そこで、Centrinoラウンチイベント関連記事は、いままでメディアに登場することがなかった国内ノートPC開発当事者へのインタビューで構成し、実際にCentrino、もしくはPentium MをノートPCに組み込んできた人たちの生の声で、インテルの新しいソリューションを評価しようと試みた。
ノートPCの開発現場は声をそろえて、「Pentium MとIntel 855の能力はモバイルPCにとって非常に優れている」(東芝)と評価している。取材で直接開発者たちの声を耳にしてきたが、決して外交辞令ではなく、彼らはパフォーマンスと省電力化が両立できたことを素直に喜んでいる。ソニーで聞いた「ソニーとして何ができるのか。それを考えるのが一番大変だった」という言葉が如実に表現している。
一方で、Centrinoが見切り発車だったと感じていた開発者が多かったのも事実だ。IEEE 802.11bのみの対応、そしてIntel 855GMを待ったおかげで製品投入が間に合わない。この見極めで「悩みに悩んだ」(ソニー)という意見はいたるところで聞かされた。「IEEE 802.11gの正式策定後に早急に対応する」というラウンチイベントにおけるインテルの発言を「悩みに悩んだ」開発者は複雑な思いで聞いただろう。
CPUとチップセットと無線LANの実装。この組み合わせで発揮される「総合力」がCentrinoのメリットとインテルは述べているが、いったん実装したら換装ができないノートPCは、たった1つのウィークポイントが総合力の足かせにもなってしまうのだ。

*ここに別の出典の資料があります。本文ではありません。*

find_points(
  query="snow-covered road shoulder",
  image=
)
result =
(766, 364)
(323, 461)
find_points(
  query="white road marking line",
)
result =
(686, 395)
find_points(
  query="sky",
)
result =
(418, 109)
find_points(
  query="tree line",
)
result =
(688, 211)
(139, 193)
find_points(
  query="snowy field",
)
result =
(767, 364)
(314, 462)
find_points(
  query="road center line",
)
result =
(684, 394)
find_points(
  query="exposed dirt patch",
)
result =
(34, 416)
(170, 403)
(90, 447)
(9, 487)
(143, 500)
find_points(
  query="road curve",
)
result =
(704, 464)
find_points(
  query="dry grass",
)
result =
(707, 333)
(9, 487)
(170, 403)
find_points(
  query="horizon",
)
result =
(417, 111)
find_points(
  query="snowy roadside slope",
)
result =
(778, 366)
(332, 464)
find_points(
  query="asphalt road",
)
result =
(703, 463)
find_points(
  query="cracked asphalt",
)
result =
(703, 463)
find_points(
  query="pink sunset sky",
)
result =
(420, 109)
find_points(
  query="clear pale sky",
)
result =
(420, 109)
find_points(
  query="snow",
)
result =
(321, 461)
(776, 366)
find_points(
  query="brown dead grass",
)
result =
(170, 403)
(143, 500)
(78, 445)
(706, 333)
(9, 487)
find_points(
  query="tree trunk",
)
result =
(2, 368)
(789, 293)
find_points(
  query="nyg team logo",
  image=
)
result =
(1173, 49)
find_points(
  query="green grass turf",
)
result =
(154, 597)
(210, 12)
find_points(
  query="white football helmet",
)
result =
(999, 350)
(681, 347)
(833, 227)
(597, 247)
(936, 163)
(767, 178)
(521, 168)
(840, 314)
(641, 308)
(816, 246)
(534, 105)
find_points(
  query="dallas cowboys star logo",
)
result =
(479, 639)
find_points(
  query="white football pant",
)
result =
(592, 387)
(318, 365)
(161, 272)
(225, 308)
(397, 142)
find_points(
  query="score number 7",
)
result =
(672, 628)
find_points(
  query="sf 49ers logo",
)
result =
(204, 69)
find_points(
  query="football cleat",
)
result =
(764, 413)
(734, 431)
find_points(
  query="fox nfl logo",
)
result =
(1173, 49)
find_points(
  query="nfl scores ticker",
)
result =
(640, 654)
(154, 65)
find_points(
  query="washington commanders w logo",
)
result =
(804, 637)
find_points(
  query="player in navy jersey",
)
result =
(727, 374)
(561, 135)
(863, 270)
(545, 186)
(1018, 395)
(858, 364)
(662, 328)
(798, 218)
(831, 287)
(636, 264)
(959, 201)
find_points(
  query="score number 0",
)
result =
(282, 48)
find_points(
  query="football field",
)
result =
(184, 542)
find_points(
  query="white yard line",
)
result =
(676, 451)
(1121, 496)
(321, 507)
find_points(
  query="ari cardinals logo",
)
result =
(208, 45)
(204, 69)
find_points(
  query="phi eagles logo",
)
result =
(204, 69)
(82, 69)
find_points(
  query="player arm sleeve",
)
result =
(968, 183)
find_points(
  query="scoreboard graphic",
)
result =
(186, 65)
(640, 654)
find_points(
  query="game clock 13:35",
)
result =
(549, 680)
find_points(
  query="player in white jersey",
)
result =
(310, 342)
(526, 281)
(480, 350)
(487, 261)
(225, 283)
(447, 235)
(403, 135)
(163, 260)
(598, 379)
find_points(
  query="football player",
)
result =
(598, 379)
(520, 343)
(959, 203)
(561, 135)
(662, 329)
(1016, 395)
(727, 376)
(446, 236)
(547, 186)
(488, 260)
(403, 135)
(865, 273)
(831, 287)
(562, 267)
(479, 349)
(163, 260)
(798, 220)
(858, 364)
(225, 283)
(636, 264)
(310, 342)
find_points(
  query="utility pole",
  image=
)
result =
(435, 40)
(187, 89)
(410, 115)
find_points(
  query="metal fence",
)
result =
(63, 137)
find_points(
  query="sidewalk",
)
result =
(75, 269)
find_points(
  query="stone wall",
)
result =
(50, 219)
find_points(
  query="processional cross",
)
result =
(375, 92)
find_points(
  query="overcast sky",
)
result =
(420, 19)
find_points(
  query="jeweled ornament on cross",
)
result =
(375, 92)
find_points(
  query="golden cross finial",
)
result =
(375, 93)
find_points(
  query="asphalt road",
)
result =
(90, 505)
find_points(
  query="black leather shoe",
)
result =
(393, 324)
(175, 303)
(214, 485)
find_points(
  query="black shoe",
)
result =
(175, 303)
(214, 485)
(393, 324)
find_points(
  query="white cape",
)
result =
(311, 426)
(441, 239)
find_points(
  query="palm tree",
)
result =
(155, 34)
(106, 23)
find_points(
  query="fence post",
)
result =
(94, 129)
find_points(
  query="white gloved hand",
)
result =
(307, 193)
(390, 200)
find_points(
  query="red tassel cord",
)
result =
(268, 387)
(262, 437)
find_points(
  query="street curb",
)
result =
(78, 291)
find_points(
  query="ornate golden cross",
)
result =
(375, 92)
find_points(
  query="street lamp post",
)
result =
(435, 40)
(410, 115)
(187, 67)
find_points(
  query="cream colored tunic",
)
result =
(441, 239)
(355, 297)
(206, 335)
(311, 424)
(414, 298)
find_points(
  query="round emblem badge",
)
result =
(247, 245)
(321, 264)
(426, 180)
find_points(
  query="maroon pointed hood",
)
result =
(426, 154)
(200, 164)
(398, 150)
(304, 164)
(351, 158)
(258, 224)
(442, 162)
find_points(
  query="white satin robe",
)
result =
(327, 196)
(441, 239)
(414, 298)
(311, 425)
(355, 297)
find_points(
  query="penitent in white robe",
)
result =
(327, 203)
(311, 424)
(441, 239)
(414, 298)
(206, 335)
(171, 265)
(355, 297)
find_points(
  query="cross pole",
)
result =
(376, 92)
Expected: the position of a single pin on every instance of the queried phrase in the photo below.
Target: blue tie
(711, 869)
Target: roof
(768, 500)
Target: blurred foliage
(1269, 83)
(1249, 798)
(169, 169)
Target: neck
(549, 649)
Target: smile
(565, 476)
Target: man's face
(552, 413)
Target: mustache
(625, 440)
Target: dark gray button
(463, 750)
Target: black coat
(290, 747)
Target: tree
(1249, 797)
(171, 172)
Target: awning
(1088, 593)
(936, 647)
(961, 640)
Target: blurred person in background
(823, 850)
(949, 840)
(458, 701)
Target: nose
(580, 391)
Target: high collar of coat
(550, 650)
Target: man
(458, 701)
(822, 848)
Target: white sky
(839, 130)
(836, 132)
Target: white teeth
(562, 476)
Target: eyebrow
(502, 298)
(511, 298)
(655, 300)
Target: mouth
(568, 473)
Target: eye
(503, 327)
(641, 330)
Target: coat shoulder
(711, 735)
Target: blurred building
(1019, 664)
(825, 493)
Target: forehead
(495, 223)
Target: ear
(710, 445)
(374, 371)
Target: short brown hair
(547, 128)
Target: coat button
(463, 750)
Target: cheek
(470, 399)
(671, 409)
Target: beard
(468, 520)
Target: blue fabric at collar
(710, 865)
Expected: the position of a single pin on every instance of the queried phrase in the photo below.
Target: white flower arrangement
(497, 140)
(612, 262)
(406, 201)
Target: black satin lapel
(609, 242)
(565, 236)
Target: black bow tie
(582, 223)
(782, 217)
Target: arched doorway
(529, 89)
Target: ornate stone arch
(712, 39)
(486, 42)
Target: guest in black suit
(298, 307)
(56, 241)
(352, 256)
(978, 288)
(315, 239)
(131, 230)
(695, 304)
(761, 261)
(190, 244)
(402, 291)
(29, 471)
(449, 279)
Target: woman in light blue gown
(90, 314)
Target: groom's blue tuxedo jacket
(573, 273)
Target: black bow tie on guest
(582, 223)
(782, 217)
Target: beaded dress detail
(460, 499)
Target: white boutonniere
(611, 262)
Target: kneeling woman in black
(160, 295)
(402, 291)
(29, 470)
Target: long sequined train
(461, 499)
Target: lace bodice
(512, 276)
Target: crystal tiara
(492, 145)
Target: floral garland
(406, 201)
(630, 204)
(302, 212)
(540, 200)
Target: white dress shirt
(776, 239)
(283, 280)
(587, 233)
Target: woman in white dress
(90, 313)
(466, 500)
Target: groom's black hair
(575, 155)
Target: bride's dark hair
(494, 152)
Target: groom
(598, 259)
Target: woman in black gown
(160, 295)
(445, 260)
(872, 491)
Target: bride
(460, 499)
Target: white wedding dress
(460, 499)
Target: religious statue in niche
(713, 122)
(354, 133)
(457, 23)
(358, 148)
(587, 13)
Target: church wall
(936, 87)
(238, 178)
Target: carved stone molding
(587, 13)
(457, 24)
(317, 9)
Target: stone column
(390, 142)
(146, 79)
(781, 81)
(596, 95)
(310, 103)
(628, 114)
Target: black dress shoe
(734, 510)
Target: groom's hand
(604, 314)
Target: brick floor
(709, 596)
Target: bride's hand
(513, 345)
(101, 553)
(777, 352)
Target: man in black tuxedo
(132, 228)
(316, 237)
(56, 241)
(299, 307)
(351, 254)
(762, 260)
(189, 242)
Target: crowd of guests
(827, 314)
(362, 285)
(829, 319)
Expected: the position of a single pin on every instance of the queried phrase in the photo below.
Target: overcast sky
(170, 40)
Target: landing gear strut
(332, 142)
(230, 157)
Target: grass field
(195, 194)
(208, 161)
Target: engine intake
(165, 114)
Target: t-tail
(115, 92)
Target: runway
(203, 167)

インテルのインタビューよりアクセス数の多かったのが、[WSJ]「Centrinoはクズ」――AMDのCEOが痛烈批判というのも皮肉だったが、日本AMDの吉沢俊介取締役がCentrinoラウンチ当日の強行した「モバイルAthlon XP-M」発表会で述べた「一社独占のソリューションがCentrinoの弱点」という言葉がひょっとすると現実になるのかもしれない。